Yes, email address is a terrible primary key!

El Ronnoco
A: 

If you have a non int value as primary key then insertions and retrievals will be very slow on large data.

Amareswar
+19  A: 

Disadvantages of using an email address as a primary key:

  1. Slower when doing joins.

  2. Any other record with a posted foreign key now has a larger value, taking up more disk space. (Given the cost of disk space today, this is probably a trivial issue, except to the extent that the record now takes longer to read. See #1.)

  3. An email address could change, which forces all records using this as a foreign key to be updated. As email address don't change all that often, the performance problem is probably minor. The bigger problem is that you have to make sure to provide for it. If you have to write the code, this is more work and introduces the possibility of bugs. If your database engine supports "on update cascade", it's a minor issue.

Advantages of using email address as a primary key:

  1. You may be able to completely eliminate some joins. If all you need from the "master record" is the email address, then with an abstract integer key you would have to do a join to retrieve it. If the key is the email address, then you already have it and the join is unnecessary. Whether this helps you any depends on how often this situation comes up.

  2. When you are doing ad hoc queries, it's easy for a human being to see what master record is being referenced. This can be a big help when trying to track down data problems.

  3. You almost certainly will need an index on the email address anyway, so making it the primary key eliminates one index, thus improving the performance of inserts as they now have only one index to update instead of two.

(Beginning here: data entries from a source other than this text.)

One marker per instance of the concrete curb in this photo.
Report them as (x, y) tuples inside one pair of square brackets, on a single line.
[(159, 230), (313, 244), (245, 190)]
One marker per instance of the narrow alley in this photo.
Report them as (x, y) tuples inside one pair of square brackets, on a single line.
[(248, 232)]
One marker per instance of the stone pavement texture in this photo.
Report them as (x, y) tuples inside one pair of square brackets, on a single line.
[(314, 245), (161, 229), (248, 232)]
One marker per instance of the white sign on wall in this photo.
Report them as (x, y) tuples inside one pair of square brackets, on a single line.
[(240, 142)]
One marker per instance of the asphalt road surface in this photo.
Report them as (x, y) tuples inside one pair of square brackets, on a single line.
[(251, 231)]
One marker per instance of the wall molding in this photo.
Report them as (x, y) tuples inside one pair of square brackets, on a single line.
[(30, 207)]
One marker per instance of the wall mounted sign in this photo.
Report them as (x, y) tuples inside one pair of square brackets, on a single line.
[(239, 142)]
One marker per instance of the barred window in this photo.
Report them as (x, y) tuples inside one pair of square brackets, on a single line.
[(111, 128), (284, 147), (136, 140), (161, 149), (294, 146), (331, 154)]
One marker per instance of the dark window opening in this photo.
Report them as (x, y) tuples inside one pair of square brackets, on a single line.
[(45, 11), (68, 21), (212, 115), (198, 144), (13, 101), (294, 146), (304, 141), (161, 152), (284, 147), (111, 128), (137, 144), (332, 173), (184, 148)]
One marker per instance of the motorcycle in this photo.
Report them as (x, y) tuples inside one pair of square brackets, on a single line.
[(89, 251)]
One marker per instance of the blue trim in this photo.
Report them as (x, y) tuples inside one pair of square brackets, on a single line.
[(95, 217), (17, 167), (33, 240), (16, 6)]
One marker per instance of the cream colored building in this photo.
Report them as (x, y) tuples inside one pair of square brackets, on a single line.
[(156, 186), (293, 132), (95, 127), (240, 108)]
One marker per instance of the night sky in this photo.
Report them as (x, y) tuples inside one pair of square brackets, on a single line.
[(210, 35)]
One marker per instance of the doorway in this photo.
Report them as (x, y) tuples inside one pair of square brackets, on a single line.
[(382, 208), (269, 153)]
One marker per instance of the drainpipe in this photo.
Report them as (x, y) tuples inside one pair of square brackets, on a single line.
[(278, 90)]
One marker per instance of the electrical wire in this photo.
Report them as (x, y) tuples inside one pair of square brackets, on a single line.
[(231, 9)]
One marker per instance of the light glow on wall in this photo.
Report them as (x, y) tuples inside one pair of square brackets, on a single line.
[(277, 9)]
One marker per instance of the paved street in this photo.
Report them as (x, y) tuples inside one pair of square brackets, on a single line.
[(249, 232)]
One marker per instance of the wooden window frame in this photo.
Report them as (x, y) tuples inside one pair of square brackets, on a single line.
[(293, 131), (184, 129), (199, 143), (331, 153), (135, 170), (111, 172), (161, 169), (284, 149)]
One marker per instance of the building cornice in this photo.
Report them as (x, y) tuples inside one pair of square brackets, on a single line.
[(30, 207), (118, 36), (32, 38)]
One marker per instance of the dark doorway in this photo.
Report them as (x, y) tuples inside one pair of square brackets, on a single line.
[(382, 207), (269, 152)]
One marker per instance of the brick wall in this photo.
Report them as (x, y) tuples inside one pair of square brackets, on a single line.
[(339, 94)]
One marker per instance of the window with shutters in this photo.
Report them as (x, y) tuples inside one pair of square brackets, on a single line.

In my humble opinion, it's not a slam-dunk either way. I tend to prefer to use natural keys when a practical one is available because they're just easier to work with, and the disadvantages tend to not really matter much in most cases.

Jay
+1 for showing the pros AND cons.
Matthew Wood
+1 for noting that mutable referenced keys are a PITA
Conrad Frix
@Conrad: Although, he does point out that it's not a PITA if you have a engine that supports ON UPDATE CASCADE. It's a non-issue at that point code-wise; the only real issue is how extensive is the update and how wide is the key. Email address may be a bit much, but a CASCADE UPDATE for a PK of 2-character country code isn't a big deal.
Matthew Wood
@Matthew IMHO its still a PITA. For example assume that when you designed your country table there were only two tables that referenced it, no biggy, But over time it became 20 tables each with hundreds of thousands of records. Some with the reference some without. This makes a single logic write end up being tens of thousands of writes, and it doesn't make it to all the tables because someone forgot a reference when the added the table. This is exact thing happened to me on a 2 char country code table I kid you not.
Conrad Frix
Jay
Advantage 1 and 3 are premature optimizations, advantage 2 is a very minor benefit and is completely overcome by any decent query tool.
Ash
@Ash: Thee's a difference between "optimizatin" and "premature optimization". But okay, by the same reasoning, all the disadvantages I've seen anyone mention are premature optimizations. So where does that leave you? As to #2, I find typing in extra joins when trying to do ad hoc queries to be a major pain. Records often have multiple foreign keys so you may need several joins to get to comprehensible data. If by "decent query tool" you mean one that figures out what data you want to see without you telling it and magically does the joins for you, I'd like to see how that works.
Jay
A: 

It depends on the table. If the rows in your table represent email addresses, then email is the best ID. If not, then email is not a good ID.

Lajos Arpad
+1  A: 

Use a GUID as a primary key... that way you can generate it from your program when you do an INSERT and you don't need to get a response from the server to find out what the primary key is. It will also be unique accross tables and databases and you don't have to worry about what happens if you truncate the table some day and the auto-increment gets reset to 1.

JoelFan
Unless you care little to nothing about performance then use a GUID. It's no-no #1 if you are building a system that will need to scale
Micah
no... see http://davybrion.com/blog/2009/05/using-the-guidcomb-identifier-strategy/
JoelFan
Said in true Microsoft-Kool-Aid-drinking fashion!
Gary Chambers
A: 

If it's simply a matter of requiring the email to be unique then you can just create a unique index with that column.

Micah
A: 

Personally, I do not use any information for primary key when designing database, because it is very likely that I might need to alter any information later. The sole reason that I provide primary key is, it is convenience to do most SQL operation from client-side, and my choice for that has been always auto-increment integer type.

tia
+2  A: 

I don't know if that might be an issue in your setup, but depending on your RDBMS the values of a columns might be case sensitive. PostgreSQL docs say: „If you declare a column as UNIQUE or PRIMARY KEY, the implicitly generated index is case-sensitive“. In other words, if you accept user input for a search in a table with email as primary key, and the user provides "[email protected]", you won't find “[email protected]".

xl-t
Worth mentioning in this connection that [email protected] and [email protected] may be the same mailbox or may be different mailboxes and you have no way of telling - there's nothing in the spec to say whether the local-part is case-sensitive.
telent
You're right, that depends on the mail server.
xl-t
A: 

Yes, it is a bad primary key because your users will want to update their email addresses.

Lone Coder
+1  A: 

No one seems to have mentioned a possible problem that email addresses could be considered private. If the email address is the primary key, a profile page URL most likely will look something like ..../Users/[email protected]. What if you don't want to expose the user's email address? You'd have to find some other way of identifying the user, possibly by a unique integer value to make URLs like ..../Users/1. Then you'd end up with a unique integer value after all.

Simen Echholt
A: 

Email is a good unique index candidate, but not for primary key, if it is a primary key, you will be no able to change the contact's emails address for example. I think your join querys will be slower too.

Chocolim